そして麻衣の方を見て少し恥ずかしそうに顔を赤らめる。
「えっと、古渡麻衣、です。兄がお世話になってます」
「なんでそんな仰々しいんだよ……」
「だって! ……こう見えて実は人見知りなんだよぅ」
「そういえば碧人の時も最初はあんましゃべんなかったな。忘れてたけど。」
うんうんと首を振る麻衣。
そんな麻衣の様子を見ながら目をキラキラさせるする彩歌。
「かわいーーーーーーーーーーーーーー!」
急に叫びだす始末。
「え? え? なにこの子!? 妹なの!? えーちょっとどういうことーー!?」
「ちょ、落ち着け彩歌。お前がかわいいものに目がないのは分かるけどちょっと落ち着け」
「むりむりーーー! もー麻衣ちゃんかわいーーーー!」
麻衣を僕から奪う彩歌。
そして自分の頬にスリスリと擦りつける。
「あーうー……アニキーー……」
「っぷ……はははははは!」
笑いを堪えていた碧人もついに噴き出した。
「で、落ち着いたか?」
「いや、まだたりな……」
「いい加減にせいっ」
ごん
「あて! チョップすることないでしょ!」
「だまらっしゃい」
無駄な時間を過ごしてしまった……とは思わない。
こういった時間も懐かしいものだ。
昔からこうやってよく三人でふざけあってた。
そこに麻衣が加わってより一層騒がしく、楽しくなった。
こんな日々がずっと続けばいいと思う。
「麻衣ちゃんって、何者なの? あんた、妹いたのね」
やっと彩歌も落ち着いたようで、本題に戻ってくれた。
「うん、言う機会がなかったから特に話さなかったけどね。まぁ、ちょっとした事情でこんなミニサイズになってるけど、ホントはみんなと変わらない姿をしていたんだ」
「事情?」
「うん。事情」
「どんな事情なの?」
「すんごい事情」
「わかんないわよ! 全然説明になってないじゃない!」
「まぁまぁ。
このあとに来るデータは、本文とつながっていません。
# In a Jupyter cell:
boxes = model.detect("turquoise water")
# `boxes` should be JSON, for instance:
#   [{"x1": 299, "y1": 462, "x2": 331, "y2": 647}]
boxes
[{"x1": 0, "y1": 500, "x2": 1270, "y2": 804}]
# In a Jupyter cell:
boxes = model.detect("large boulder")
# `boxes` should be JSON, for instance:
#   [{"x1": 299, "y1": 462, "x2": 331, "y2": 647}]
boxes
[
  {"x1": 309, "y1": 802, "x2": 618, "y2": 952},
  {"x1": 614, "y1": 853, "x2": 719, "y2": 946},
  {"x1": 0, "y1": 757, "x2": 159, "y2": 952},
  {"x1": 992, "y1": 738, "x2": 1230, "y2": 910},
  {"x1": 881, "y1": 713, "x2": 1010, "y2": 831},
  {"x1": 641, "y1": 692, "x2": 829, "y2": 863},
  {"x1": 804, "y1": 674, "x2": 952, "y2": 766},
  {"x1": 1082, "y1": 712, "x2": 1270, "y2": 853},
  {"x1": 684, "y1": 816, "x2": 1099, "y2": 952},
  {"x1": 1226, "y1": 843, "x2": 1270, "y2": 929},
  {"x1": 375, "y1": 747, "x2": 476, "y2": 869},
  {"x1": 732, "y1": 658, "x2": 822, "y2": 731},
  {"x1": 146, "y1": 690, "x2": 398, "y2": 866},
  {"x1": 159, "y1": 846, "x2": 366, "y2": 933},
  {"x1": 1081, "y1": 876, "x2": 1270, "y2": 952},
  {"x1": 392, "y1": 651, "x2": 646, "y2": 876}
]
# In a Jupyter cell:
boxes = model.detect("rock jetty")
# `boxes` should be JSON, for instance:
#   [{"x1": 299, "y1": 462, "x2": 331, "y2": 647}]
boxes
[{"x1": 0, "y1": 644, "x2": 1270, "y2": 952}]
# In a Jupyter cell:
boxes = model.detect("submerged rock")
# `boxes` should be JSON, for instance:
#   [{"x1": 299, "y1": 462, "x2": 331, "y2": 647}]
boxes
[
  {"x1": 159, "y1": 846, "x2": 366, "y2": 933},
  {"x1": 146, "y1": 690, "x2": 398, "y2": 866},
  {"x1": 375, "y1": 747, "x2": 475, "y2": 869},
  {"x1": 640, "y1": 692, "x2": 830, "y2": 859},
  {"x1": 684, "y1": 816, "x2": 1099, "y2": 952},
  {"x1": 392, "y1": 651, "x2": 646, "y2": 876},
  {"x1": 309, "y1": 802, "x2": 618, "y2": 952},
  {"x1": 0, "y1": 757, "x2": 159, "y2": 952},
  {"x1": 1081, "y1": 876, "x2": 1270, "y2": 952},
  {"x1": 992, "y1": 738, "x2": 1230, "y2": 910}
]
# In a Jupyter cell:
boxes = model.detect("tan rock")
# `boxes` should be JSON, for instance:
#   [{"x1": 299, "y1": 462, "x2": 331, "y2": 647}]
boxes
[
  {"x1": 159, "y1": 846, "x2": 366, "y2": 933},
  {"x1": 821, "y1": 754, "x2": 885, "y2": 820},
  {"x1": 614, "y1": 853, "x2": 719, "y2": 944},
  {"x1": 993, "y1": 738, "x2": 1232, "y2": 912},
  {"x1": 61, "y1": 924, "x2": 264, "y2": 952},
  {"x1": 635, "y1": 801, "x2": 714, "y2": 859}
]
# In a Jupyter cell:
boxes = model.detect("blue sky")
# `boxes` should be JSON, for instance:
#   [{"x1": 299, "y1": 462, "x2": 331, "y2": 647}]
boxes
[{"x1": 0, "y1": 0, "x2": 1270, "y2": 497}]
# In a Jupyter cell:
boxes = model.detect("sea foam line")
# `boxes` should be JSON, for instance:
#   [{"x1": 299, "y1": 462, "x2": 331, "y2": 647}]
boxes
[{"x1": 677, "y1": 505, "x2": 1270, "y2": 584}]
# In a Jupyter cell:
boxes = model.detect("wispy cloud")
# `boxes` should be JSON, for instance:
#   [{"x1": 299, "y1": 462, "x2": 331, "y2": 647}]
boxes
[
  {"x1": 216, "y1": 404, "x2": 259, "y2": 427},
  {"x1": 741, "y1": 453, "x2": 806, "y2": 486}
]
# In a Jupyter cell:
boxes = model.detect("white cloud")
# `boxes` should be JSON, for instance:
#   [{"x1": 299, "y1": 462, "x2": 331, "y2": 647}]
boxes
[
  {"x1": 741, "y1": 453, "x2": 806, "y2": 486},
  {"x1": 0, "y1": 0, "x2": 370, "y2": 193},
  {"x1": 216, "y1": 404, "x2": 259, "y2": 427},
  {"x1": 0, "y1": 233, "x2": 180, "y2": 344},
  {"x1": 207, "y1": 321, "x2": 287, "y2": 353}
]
とにかく、麻衣のこの状況を知ってるのはこのメンツ、プラスうちのクラスの担任と親だけだからあんまり口外しないでくれ」
「えぇ~。なんかうやむやにされちゃったけど……まぁいいわ、約束してあげる。その代わり、この後のアイス、奢ってくれるんでしょう?」
……ん?
「忘れないでよ! 飯でも奢りながら~って言ってたじゃん。飯じゃあないけどさ」
……あ。そういえばそうだった。完璧に忘れてた。
「自分から言っておいて……しかも全然時間経ってないのに……」
「まぁまぁ。奢るからおこんなって」
「ならいいけどさ~」
奢ると言った瞬間に機嫌がよくなった。
まったく、どうして僕の周りには『奢る』という言葉に弱い女性が多いのだろうか。楽だからいいけどさ。